T cell metabolism and immunotherapy
CD8+ T cells are crucial players of immunity due to their paramount role in killing malignant and virally infected cells. Novel immunotherapy treatments use CD8+ T cells to eradicate cancer. In one of these treatments, the T cells are genetically modified to express artificial receptors that target specific proteins on cancer cells. This CAR-T cell therapy uses patients’ T cells to recognise and fight cancer and achieves up to 90% clinical responses against some blood cancers. However, CAR-T cells usually die early after administration, and their persistence depends on tumour type and production method. CAR-T cell therapy also shows very low efficacy against solid tumours due to low CAR-T cell infiltration within the tumour and the inhospitable tumour microenvironment. Long-lasting CAR-T cells are crucial for successful therapy and preventing disease relapse.

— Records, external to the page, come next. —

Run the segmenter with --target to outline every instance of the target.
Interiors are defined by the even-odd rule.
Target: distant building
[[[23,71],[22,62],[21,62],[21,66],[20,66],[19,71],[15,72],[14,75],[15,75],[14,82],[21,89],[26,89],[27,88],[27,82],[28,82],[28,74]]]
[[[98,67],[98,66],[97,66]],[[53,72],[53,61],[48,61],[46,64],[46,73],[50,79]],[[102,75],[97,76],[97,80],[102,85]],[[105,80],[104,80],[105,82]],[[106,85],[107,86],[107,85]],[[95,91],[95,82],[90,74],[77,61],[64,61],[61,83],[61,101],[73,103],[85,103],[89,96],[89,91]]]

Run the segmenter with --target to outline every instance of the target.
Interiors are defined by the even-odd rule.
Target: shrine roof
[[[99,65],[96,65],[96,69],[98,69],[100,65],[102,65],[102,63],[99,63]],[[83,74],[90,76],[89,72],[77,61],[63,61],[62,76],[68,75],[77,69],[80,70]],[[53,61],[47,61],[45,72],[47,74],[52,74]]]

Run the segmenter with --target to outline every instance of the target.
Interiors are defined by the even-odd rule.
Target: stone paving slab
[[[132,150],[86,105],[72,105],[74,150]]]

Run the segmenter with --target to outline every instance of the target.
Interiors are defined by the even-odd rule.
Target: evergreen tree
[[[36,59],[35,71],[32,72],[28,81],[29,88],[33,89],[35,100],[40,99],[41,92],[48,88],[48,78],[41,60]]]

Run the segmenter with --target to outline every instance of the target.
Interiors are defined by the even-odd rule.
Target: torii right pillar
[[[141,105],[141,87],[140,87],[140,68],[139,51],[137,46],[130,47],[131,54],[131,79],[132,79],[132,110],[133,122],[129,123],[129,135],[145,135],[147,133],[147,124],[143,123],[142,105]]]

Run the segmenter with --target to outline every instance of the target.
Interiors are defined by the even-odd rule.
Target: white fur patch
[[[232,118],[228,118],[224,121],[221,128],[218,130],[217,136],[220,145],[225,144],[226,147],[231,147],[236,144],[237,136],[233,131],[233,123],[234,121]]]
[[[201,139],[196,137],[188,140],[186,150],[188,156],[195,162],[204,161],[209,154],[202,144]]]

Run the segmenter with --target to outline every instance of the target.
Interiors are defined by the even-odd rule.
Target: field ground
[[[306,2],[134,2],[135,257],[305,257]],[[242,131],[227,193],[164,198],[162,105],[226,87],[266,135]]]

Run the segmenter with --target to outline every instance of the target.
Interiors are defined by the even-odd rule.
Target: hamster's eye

We investigate how to produce fitter CAR-T cells that can persist for longer and infiltrate solid tumours better. My lab aims to advance CAR-T cell therapy by focusing in two main research lines: 1) determine the effects of low oxygenation in the response of CAR-T cells within the tumours and 2) improve the production of current and new CAR-T cells by modulating their genetic background or culturing systems.
The Foskolou lab is establishing a research line on T cell metabolism and cancer immunotherapy. The lab aims to improve CAR (chimeric antigen receptor) T cell therapy against solid tumours by better understanding the environment CAR-T cells face both in tumours and in lymphoid organs. Our 2 main research lines are:
1) Understanding how T cells respond to low oxygenation (hypoxia)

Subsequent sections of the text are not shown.